I’m a night owl. Nurses confiscated my activity book (it had an electronic pen that flashed green/red and made noises depending on answers picked. I got so mad.
I also woke up after eye surgery (squint repair) and my eye was all red and weepy. Mum passed out cold and ended up in a wheelchair headed back to the ward with me.
I got to witness chemo delivered directly into the spine (intrathecally) as a student. Fascinating to see. Patient recovered.
I was allowed in for a procedure done on my mum, fitting a drain for ascitic fluid in her stomach (she had cancer) and did not pass out. Unfortunately, she didn’t survive.
Between being a patient, a member of staff, and my family’s health advocate, lots of stories!
11points

#19

being russian, my dad tried to get me into hockey as a small kid.
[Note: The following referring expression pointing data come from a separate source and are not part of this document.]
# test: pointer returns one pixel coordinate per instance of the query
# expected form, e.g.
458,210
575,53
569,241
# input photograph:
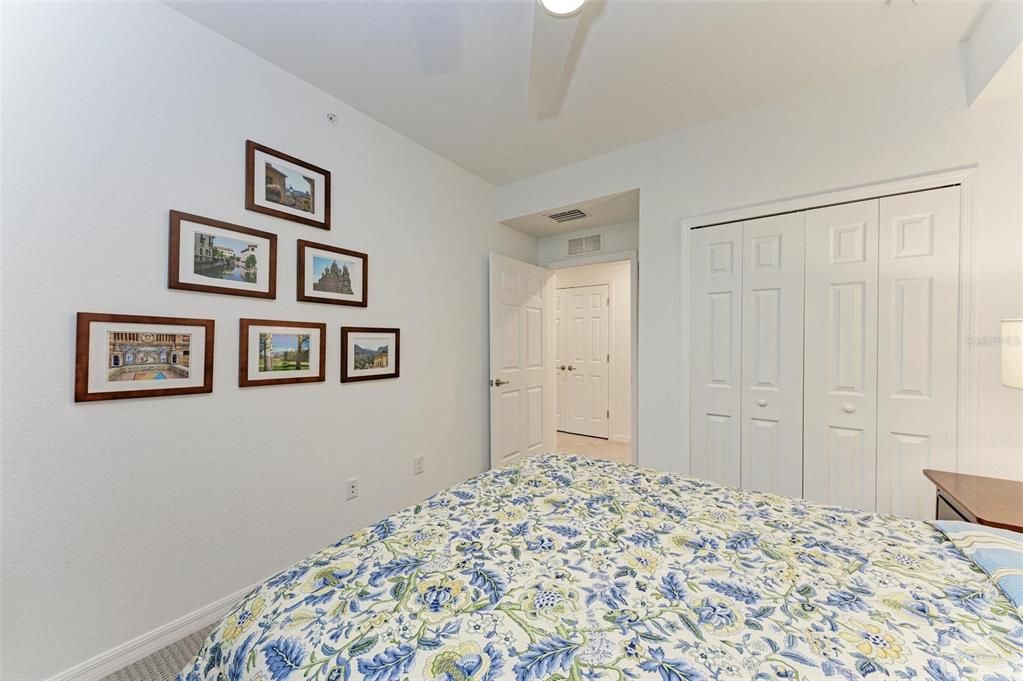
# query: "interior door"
585,369
561,375
919,310
715,390
841,361
522,405
772,355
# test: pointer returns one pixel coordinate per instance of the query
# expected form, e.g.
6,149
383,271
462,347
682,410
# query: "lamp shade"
1012,353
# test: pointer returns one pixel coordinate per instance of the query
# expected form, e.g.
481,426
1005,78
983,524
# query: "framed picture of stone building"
286,187
217,257
329,274
369,353
273,352
133,356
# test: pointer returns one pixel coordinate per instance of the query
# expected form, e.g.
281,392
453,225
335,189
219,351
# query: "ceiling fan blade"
552,60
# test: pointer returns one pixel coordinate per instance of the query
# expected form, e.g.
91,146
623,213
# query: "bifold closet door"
918,310
841,363
716,289
771,407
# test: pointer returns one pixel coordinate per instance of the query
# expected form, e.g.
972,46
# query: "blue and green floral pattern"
575,570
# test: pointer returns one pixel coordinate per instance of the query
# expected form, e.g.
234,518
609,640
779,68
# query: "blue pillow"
998,552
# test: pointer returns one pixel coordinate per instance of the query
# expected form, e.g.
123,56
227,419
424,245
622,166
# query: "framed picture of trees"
273,353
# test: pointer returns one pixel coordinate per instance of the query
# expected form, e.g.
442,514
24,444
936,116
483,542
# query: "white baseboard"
133,650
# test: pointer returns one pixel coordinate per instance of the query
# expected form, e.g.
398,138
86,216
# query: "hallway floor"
569,443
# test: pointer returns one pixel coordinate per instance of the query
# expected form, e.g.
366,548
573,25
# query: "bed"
571,569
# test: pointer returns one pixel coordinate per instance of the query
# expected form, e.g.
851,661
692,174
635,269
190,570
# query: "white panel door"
716,289
772,355
522,363
561,374
586,370
840,355
918,310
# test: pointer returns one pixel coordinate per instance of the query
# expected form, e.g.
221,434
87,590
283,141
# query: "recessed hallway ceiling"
454,76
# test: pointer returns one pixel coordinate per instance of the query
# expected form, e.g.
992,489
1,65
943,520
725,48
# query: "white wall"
121,516
622,237
908,120
618,275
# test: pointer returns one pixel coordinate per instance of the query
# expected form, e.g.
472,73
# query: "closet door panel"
771,407
917,352
841,366
715,276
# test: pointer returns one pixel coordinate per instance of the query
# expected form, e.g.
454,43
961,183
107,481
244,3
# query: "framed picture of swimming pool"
329,274
273,353
286,187
369,353
134,356
217,257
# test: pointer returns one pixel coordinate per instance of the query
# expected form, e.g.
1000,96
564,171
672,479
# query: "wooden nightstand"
990,501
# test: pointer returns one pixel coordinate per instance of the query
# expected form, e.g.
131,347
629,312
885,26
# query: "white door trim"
965,177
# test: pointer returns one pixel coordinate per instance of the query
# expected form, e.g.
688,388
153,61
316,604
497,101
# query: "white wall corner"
990,54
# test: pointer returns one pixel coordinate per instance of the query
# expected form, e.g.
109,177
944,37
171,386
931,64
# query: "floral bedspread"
569,569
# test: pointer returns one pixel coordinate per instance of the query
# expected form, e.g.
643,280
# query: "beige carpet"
165,664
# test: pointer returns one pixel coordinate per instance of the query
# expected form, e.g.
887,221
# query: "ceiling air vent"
568,216
582,245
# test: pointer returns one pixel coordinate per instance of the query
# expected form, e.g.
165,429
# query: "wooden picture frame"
184,273
136,356
309,205
350,335
312,258
257,366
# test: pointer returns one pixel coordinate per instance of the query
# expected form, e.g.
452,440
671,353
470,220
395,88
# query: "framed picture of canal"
329,274
286,187
132,356
220,258
369,353
273,353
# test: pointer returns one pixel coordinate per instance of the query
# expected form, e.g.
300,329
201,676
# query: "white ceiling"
454,76
611,210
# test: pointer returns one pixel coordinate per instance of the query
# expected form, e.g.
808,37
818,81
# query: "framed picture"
286,187
220,258
369,353
132,356
329,274
272,353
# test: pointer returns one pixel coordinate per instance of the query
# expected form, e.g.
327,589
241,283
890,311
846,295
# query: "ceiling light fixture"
562,8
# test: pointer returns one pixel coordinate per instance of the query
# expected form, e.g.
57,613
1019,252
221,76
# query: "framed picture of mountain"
217,257
135,356
369,353
273,352
286,187
332,275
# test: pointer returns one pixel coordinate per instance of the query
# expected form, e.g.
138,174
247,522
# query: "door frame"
612,362
632,257
965,177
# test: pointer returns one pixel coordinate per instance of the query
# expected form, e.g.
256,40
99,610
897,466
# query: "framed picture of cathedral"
273,352
369,353
132,356
286,187
217,257
329,274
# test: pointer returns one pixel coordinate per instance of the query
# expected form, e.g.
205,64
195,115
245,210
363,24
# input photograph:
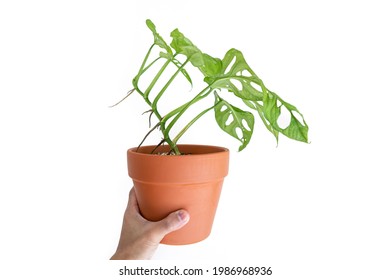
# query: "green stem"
145,59
154,104
180,134
154,81
198,97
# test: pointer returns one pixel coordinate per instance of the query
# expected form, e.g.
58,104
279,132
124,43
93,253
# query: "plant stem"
184,108
154,104
154,81
180,134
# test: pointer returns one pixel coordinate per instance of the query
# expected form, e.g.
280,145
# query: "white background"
312,211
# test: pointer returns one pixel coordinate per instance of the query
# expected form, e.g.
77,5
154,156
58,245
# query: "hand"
139,237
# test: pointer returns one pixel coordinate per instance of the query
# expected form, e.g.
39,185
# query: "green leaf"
260,110
207,64
297,129
158,40
240,121
236,76
182,70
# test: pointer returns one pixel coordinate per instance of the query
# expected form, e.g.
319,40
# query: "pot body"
166,183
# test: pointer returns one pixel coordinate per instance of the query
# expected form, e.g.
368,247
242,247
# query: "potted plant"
169,176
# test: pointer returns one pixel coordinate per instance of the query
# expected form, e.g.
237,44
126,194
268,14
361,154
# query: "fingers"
132,204
172,222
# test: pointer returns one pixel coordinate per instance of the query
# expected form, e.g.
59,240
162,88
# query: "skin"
140,238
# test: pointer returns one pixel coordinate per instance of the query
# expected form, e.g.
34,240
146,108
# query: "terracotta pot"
166,183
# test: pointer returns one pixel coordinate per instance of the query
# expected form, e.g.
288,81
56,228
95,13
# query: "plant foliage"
231,74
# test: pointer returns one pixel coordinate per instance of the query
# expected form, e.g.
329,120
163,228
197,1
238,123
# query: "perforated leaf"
236,76
158,40
234,121
296,129
207,64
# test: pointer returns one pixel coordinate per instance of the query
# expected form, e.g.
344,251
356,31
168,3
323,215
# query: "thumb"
172,222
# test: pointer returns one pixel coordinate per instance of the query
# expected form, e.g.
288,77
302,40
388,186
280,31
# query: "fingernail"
183,216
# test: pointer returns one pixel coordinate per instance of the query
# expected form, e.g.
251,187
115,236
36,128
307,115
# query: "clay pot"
166,183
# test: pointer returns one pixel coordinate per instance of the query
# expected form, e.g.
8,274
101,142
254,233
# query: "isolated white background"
312,211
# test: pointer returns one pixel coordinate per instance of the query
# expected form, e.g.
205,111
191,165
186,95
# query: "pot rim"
215,150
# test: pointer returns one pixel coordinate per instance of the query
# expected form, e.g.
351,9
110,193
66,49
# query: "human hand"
139,237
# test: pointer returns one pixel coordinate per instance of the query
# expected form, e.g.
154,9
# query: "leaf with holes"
241,125
260,110
236,76
297,129
158,40
207,64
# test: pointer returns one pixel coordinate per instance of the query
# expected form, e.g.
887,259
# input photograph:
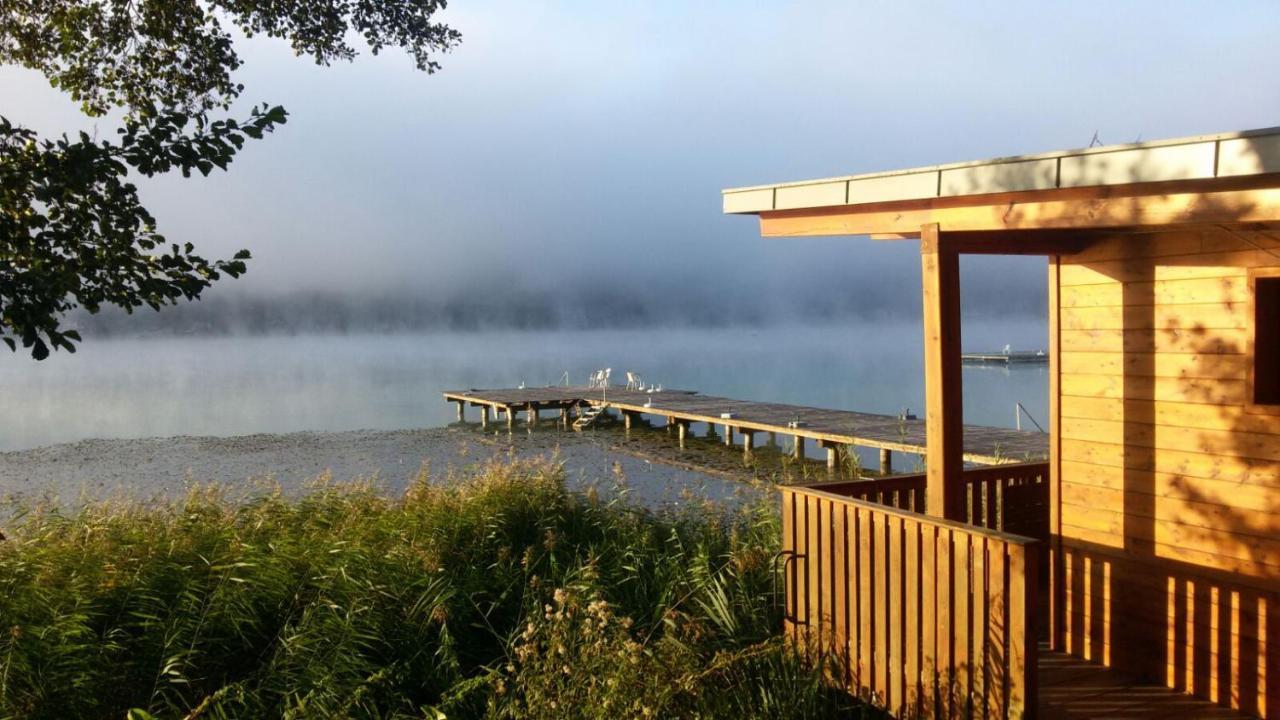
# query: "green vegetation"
73,229
501,595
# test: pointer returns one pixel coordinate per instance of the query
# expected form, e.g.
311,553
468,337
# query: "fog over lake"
241,384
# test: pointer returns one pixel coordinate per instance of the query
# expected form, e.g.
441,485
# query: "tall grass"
497,596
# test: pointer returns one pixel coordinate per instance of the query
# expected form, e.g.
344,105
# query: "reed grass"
499,595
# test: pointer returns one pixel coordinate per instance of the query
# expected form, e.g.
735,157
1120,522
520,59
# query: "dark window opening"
1266,341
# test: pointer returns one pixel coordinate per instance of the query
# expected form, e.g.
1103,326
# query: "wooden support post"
944,419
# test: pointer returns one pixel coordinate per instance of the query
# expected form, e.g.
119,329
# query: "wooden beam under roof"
1095,208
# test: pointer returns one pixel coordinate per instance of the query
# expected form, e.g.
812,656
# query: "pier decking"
828,428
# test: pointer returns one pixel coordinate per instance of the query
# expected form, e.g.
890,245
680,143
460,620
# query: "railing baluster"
923,615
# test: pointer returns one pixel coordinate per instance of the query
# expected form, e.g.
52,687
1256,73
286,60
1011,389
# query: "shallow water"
233,386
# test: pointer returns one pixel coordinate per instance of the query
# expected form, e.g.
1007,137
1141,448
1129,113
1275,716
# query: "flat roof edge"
1184,158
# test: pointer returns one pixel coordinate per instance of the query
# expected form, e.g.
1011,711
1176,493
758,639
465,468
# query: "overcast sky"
592,140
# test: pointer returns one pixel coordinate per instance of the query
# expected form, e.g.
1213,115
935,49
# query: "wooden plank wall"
1169,495
918,615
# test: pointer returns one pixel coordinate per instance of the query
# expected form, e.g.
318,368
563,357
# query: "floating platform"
1015,358
831,429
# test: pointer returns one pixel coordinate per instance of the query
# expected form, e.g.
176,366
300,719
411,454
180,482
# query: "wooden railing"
1013,499
919,615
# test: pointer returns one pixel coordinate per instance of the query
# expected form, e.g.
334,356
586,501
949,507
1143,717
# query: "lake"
232,386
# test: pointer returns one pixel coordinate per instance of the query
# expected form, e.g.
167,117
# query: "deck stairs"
589,415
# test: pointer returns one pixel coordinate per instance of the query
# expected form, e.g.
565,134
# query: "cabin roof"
1206,156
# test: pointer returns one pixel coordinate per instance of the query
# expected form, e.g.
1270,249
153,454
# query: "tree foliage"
73,232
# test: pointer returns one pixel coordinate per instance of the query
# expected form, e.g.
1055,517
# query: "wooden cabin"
1150,565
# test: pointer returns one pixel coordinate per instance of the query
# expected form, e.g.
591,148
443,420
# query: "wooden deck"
1074,689
983,445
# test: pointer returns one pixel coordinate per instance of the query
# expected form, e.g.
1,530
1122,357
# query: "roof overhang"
1230,178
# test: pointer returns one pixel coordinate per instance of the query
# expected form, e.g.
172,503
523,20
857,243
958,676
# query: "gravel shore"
150,468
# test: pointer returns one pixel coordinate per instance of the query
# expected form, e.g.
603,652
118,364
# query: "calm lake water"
231,386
I was about ten years, and i was about as thick and sturdy as a wooden pencil lol. So naturally the other kids start to beat me up, and i had to go to hospital because the 13 year old giant boy there broke my glasses, and one of the shards got stuck in the skin under my eye. when it was my turn with the nurse there she told my father that i was the “most pathetic little boy she’d seen all day”. lmao i cried all the way home, and the worst part is my father seemed to agree with her 🥲
11points

#20

Went into the hospital in my early 20's for kidney stones (too much whole milk!); had to have them surgically removed because they were needle-sharp. Recovery required heavy pain medications, so they were also giving me an anti-nausea drug to counter the side effects. Lying in bed on day two or three of recovery, and the muscles in my left leg start to twitch. I assumed it was probably from receiving so many injections, so I didn't think much about it at first, but over the next ten minutes or so, all the muscles in my leg start to clench up. Soon, I can feel the reaction spreading up one side of my body and down the other. It wasn't painful, but I couldn't relax any of my muscles--my arms were clenched in against my chest, my hands were drawn up into claws, and my neck was twisted further to the side that I can turn it naturally. I could still breath and speak normally, so I wasn't too worried, but a family friend witnessed it happening and freaked out. She called the nurse, the nurse called my doctor, and the doctor instructed nurse to draw up a shot of liquid Benadryl but not to give it to me until he arrived. His office was less than a mile away so he was there in ten minutes, and as soon as he gave me the shot I could feel the reaction reversing, again with the muscles relaxing sequentially up one side of my body and down the other. My doctor told me afterwards that this was a well-documented allergic reaction to the anti-nausea drug, but so rare that he had never seen it in 30 years of medical practice. Had to stay in the hospital an extra two days (on I.V. Benadryl) to make sure all of the drug had purged from my system, during which time I apparently became the talk of local medical circles.